Ich möchte nur wissen ob das LETZTE zeichen / ist oder nicht.

webfreak


----------



## derGugi (14. April 2004)

Ja da hat habenix wohl was falsch verstanden... .

Hier, so kannst du das machen: 

if [ "${Z: -1}" == "/" ]

den Abstand vor dem -1 nicht vergessen! Für eine super Shell-Script-Doku schau mal hier: 

http://www.tldp.org/LDP/abs/


----------



## webfreak (14. April 2004)

Danke, werd das mal probieren.
Shell scripte gefallen mir irgendwie net, sind zu komliziert!
webfreak


----------



## derGugi (14. April 2004)

nö, die sind doch nicht kompliziert ;-) man muss halt erstmal die Syntax etwas kapieren, ist aber ja bei allen Sprachen so.


----------



## webfreak (15. April 2004)

Nur dass ich bis jetzt keine Sprache kenne, die eine Leertaste vorschreibt.
:-(


----------



## derGugi (15. April 2004)

nicht? Dann kennst du wohl keine einzige Sprache..... Oder sag mir eine, wo du ohne Leerzeichen auskommst ....

schau dir mal python an!
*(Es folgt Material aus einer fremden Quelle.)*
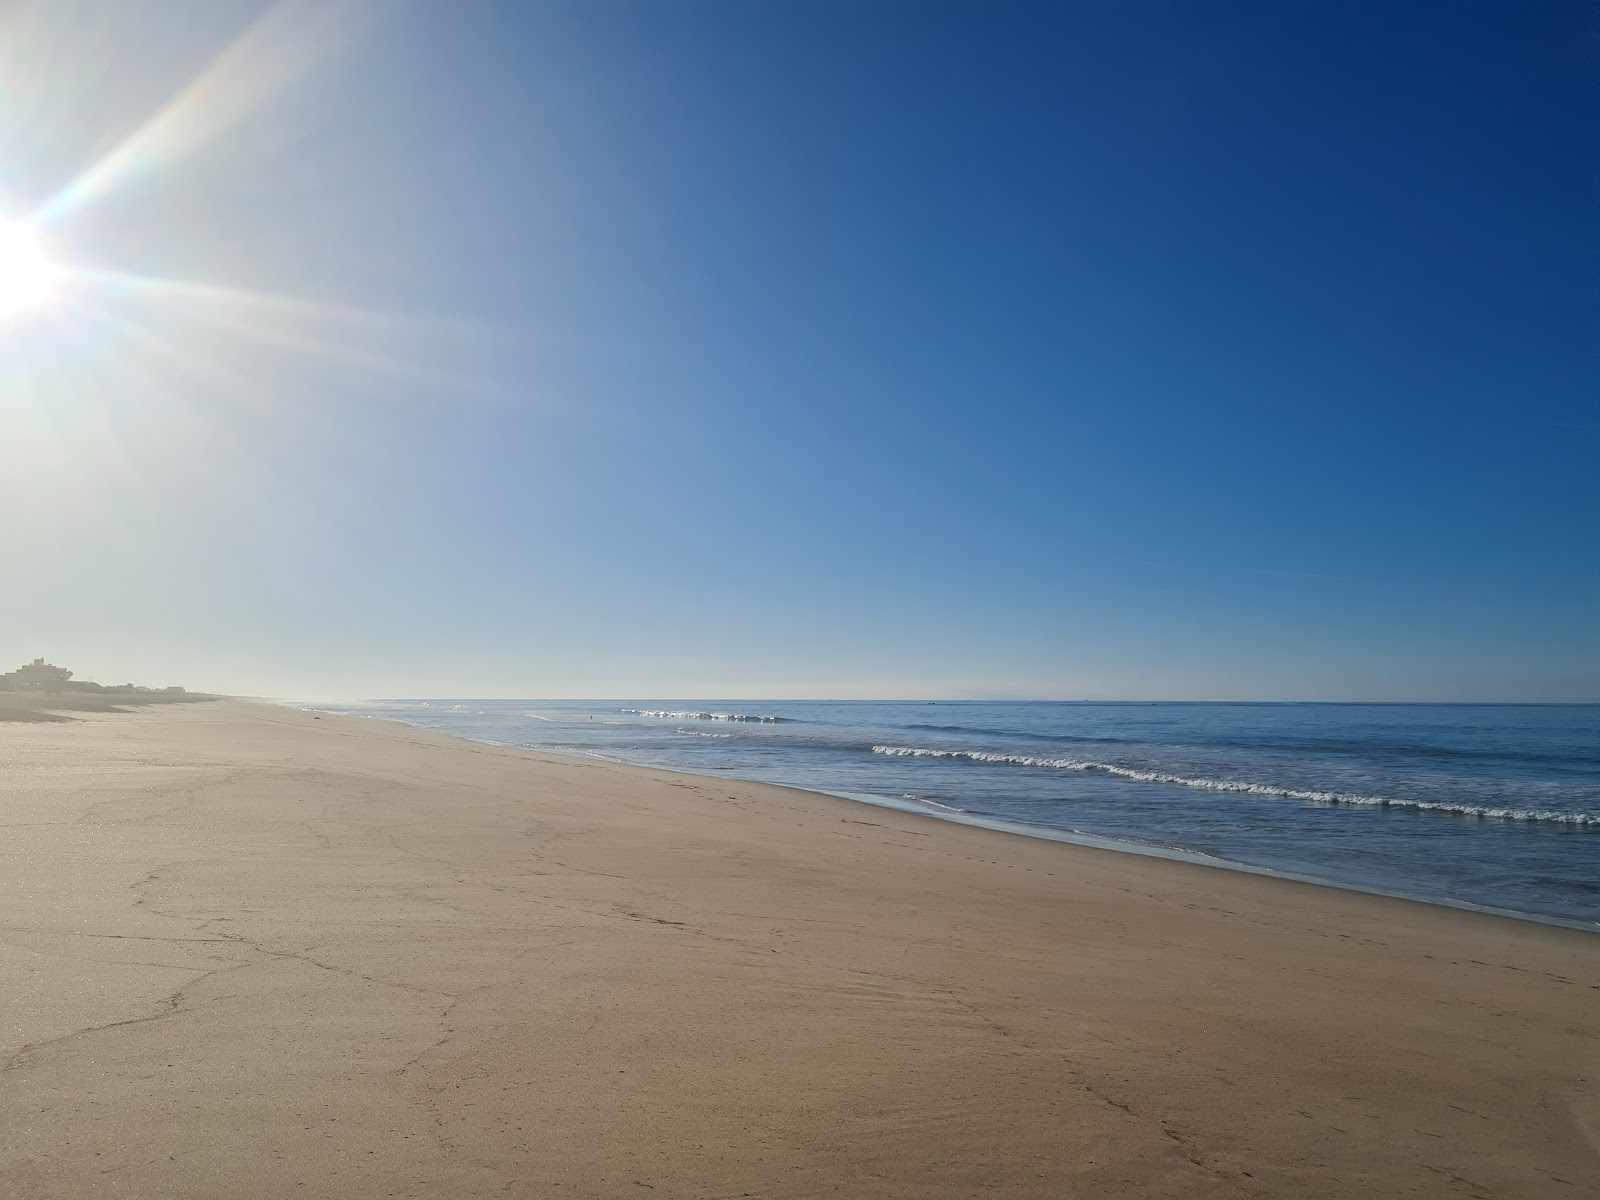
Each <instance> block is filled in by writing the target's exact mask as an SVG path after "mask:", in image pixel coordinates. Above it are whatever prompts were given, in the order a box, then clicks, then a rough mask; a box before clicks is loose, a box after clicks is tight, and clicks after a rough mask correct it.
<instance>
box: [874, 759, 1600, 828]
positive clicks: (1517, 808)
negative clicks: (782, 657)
mask: <svg viewBox="0 0 1600 1200" xmlns="http://www.w3.org/2000/svg"><path fill="white" fill-rule="evenodd" d="M872 752H874V754H886V755H891V757H898V758H965V760H968V762H974V763H1011V765H1013V766H1045V768H1051V770H1058V771H1102V773H1104V774H1114V776H1118V778H1122V779H1138V781H1139V782H1149V784H1176V786H1179V787H1198V789H1203V790H1208V792H1235V794H1243V795H1282V797H1286V798H1290V800H1306V802H1307V803H1314V805H1331V806H1350V808H1395V810H1402V811H1413V813H1448V814H1451V816H1466V818H1475V819H1480V821H1538V822H1544V824H1557V826H1578V827H1581V829H1600V814H1595V813H1554V811H1547V810H1525V808H1482V806H1478V805H1453V803H1442V802H1430V800H1395V798H1390V797H1382V795H1346V794H1341V792H1315V790H1306V789H1299V787H1275V786H1269V784H1246V782H1238V781H1237V779H1197V778H1190V776H1182V774H1168V773H1166V771H1144V770H1138V768H1133V766H1117V765H1115V763H1099V762H1093V760H1088V758H1035V757H1032V755H1026V754H992V752H989V750H934V749H928V747H923V746H874V747H872Z"/></svg>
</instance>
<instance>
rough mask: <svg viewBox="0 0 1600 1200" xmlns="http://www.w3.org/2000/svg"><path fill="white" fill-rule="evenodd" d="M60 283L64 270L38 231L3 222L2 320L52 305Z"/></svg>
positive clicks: (1, 268) (2, 242) (2, 262)
mask: <svg viewBox="0 0 1600 1200" xmlns="http://www.w3.org/2000/svg"><path fill="white" fill-rule="evenodd" d="M59 283H61V269H59V267H58V266H56V264H54V262H51V261H50V254H46V253H45V248H43V246H42V245H40V243H38V237H37V235H35V234H34V230H32V229H29V227H27V226H22V224H14V222H0V320H5V318H6V317H14V315H18V314H21V312H27V310H29V309H38V307H42V306H45V304H48V302H50V301H51V298H53V296H54V294H56V290H58V286H59Z"/></svg>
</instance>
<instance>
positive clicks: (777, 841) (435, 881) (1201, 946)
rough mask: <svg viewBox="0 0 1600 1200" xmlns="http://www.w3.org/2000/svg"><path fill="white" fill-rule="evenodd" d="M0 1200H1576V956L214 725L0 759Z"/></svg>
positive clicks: (316, 724)
mask: <svg viewBox="0 0 1600 1200" xmlns="http://www.w3.org/2000/svg"><path fill="white" fill-rule="evenodd" d="M0 782H3V787H0V859H3V866H0V872H3V874H0V901H3V909H0V926H3V928H0V942H3V970H0V1011H3V1014H5V1019H3V1022H0V1038H3V1042H5V1045H3V1046H0V1064H3V1069H0V1128H3V1130H5V1138H3V1141H0V1195H3V1197H88V1195H96V1197H102V1195H104V1197H218V1195H248V1197H315V1195H326V1197H491V1195H496V1197H619V1195H622V1197H627V1195H640V1197H645V1195H651V1197H741V1195H754V1197H813V1195H842V1197H933V1198H941V1197H970V1195H989V1194H1000V1195H1018V1197H1067V1195H1082V1197H1234V1195H1237V1197H1286V1195H1294V1197H1350V1195H1378V1197H1491V1195H1493V1197H1571V1198H1573V1200H1578V1198H1579V1197H1586V1195H1594V1194H1597V1192H1600V936H1595V934H1589V933H1579V931H1570V930H1560V928H1549V926H1541V925H1533V923H1526V922H1514V920H1507V918H1499V917H1490V915H1480V914H1469V912H1456V910H1450V909H1438V907H1429V906H1422V904H1413V902H1406V901H1394V899H1384V898H1374V896H1362V894H1355V893H1344V891H1334V890H1328V888H1315V886H1309V885H1301V883H1291V882H1285V880H1274V878H1262V877H1253V875H1240V874H1234V872H1222V870H1210V869H1205V867H1195V866H1187V864H1181V862H1165V861H1155V859H1144V858H1134V856H1126V854H1115V853H1109V851H1099V850H1090V848H1082V846H1069V845H1058V843H1048V842H1035V840H1029V838H1021V837H1013V835H1006V834H997V832H989V830H982V829H965V827H957V826H950V824H946V822H938V821H933V819H926V818H918V816H914V814H901V813H894V811H885V810H875V808H867V806H861V805H851V803H848V802H842V800H832V798H829V797H819V795H813V794H806V792H795V790H789V789H781V787H766V786H758V784H739V782H731V781H723V779H706V778H696V776H677V774H670V773H666V771H654V770H646V768H629V766H613V765H608V763H598V762H579V760H563V758H557V757H550V755H536V754H528V752H520V750H502V749H494V747H485V746H474V744H469V742H459V741H453V739H448V738H442V736H434V734H426V733H419V731H414V730H406V728H403V726H397V725H386V723H379V722H363V720H355V718H338V717H314V715H310V714H302V712H296V710H288V709H275V707H269V706H259V704H248V702H237V701H222V702H213V704H173V706H166V707H157V709H149V710H139V712H131V714H82V715H80V717H78V718H77V720H72V722H64V723H8V725H0Z"/></svg>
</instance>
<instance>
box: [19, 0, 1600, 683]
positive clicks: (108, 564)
mask: <svg viewBox="0 0 1600 1200" xmlns="http://www.w3.org/2000/svg"><path fill="white" fill-rule="evenodd" d="M1590 24H1592V22H1590V18H1589V13H1587V8H1586V6H1582V5H1576V3H1552V2H1547V3H1531V5H1491V3H1483V5H1458V3H1448V5H1446V3H1438V2H1429V3H1411V5H1403V6H1390V8H1381V6H1368V5H1342V6H1341V5H1285V6H1274V5H1253V3H1234V2H1230V0H1229V2H1222V3H1214V5H1205V6H1200V5H1182V3H1154V2H1152V3H1142V5H1122V3H1051V5H1045V3H1000V5H978V3H926V5H909V3H888V2H885V0H877V2H874V0H867V2H866V3H821V2H819V3H771V5H742V3H731V2H728V3H717V2H707V3H683V5H654V3H642V2H634V0H614V2H603V3H536V5H534V3H528V5H522V3H472V5H438V3H413V5H403V6H400V5H378V3H354V2H342V3H326V5H317V3H309V0H306V2H302V0H285V2H282V3H275V5H274V3H256V2H254V0H205V2H202V0H182V2H179V0H171V2H166V3H109V2H106V0H77V2H74V3H37V2H35V3H18V5H11V6H8V8H6V10H5V13H0V85H3V88H5V93H6V96H8V98H13V99H14V102H8V104H6V106H5V109H3V110H0V506H3V507H0V512H3V514H5V520H3V522H0V562H3V563H5V566H6V586H5V587H0V670H8V669H10V667H13V666H16V664H18V662H24V661H29V659H32V658H35V656H40V654H42V656H45V658H48V659H51V661H53V662H58V664H61V666H66V667H70V669H74V670H75V672H78V675H80V677H86V678H94V680H99V682H112V680H118V682H120V680H125V678H133V680H138V682H141V683H150V685H157V686H160V685H168V683H179V685H184V686H189V688H192V690H205V691H219V693H229V694H266V696H285V698H374V696H416V698H496V696H499V698H536V696H546V698H557V696H560V698H597V699H598V698H622V696H627V698H674V699H774V698H838V699H867V698H901V699H963V698H973V699H987V698H1016V699H1157V701H1160V699H1267V701H1270V699H1285V701H1315V699H1333V701H1582V702H1595V701H1600V472H1597V470H1595V467H1594V462H1595V458H1597V451H1600V405H1597V400H1595V397H1597V395H1600V390H1597V387H1595V384H1597V370H1595V366H1597V363H1595V350H1594V342H1592V338H1594V322H1592V317H1594V312H1595V298H1597V294H1595V274H1594V237H1595V216H1594V213H1595V208H1594V202H1595V182H1594V178H1592V149H1594V146H1595V138H1597V133H1600V128H1597V125H1600V117H1597V114H1595V109H1594V106H1592V102H1590V99H1592V94H1594V85H1595V82H1597V80H1595V59H1594V53H1592V38H1590V30H1589V26H1590ZM6 656H10V658H6Z"/></svg>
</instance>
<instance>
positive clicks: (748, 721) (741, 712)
mask: <svg viewBox="0 0 1600 1200" xmlns="http://www.w3.org/2000/svg"><path fill="white" fill-rule="evenodd" d="M622 712H627V714H632V715H635V717H661V718H662V720H675V722H763V723H766V725H774V723H778V722H781V720H786V718H784V717H762V715H749V714H744V712H667V710H664V709H622Z"/></svg>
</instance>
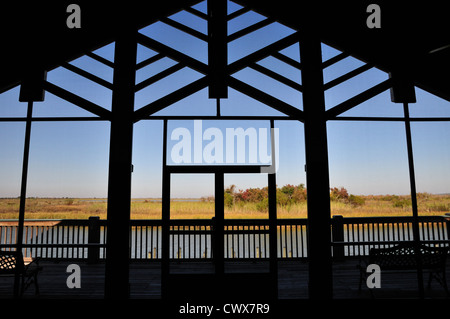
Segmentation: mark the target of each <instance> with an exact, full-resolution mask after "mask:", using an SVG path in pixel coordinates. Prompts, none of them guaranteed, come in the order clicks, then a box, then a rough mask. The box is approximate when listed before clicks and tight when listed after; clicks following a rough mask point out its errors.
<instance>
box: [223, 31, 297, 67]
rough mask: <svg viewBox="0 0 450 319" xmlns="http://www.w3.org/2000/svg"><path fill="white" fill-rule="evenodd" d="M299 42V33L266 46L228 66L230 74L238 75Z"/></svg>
mask: <svg viewBox="0 0 450 319" xmlns="http://www.w3.org/2000/svg"><path fill="white" fill-rule="evenodd" d="M298 40H299V35H298V33H294V34H291V35H289V36H287V37H285V38H283V39H281V40H278V41H276V42H274V43H272V44H269V45H268V46H265V47H264V48H262V49H260V50H258V51H255V52H253V53H251V54H249V55H247V56H245V57H243V58H241V59H239V60H237V61H235V62H233V63H231V64H230V65H228V74H233V73H236V72H238V71H240V70H242V69H243V68H245V67H247V66H248V65H249V64H251V63H254V62H258V61H259V60H262V59H264V58H265V57H268V56H269V55H271V54H273V53H274V52H278V51H280V50H282V49H284V48H287V47H288V46H290V45H292V44H294V43H296V42H298Z"/></svg>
Da MUSST du den Code einrücken, sonst geht nichts ;-)


----------



## Habenix (15. April 2004)

> _Original geschrieben von derGugi _
> *Ja da hat habenix wohl was falsch verstanden... .
> 
> Hier, so kannst du das machen:
> ...



In der Tat, da hab ich  webfreak falsch verstanden......


----------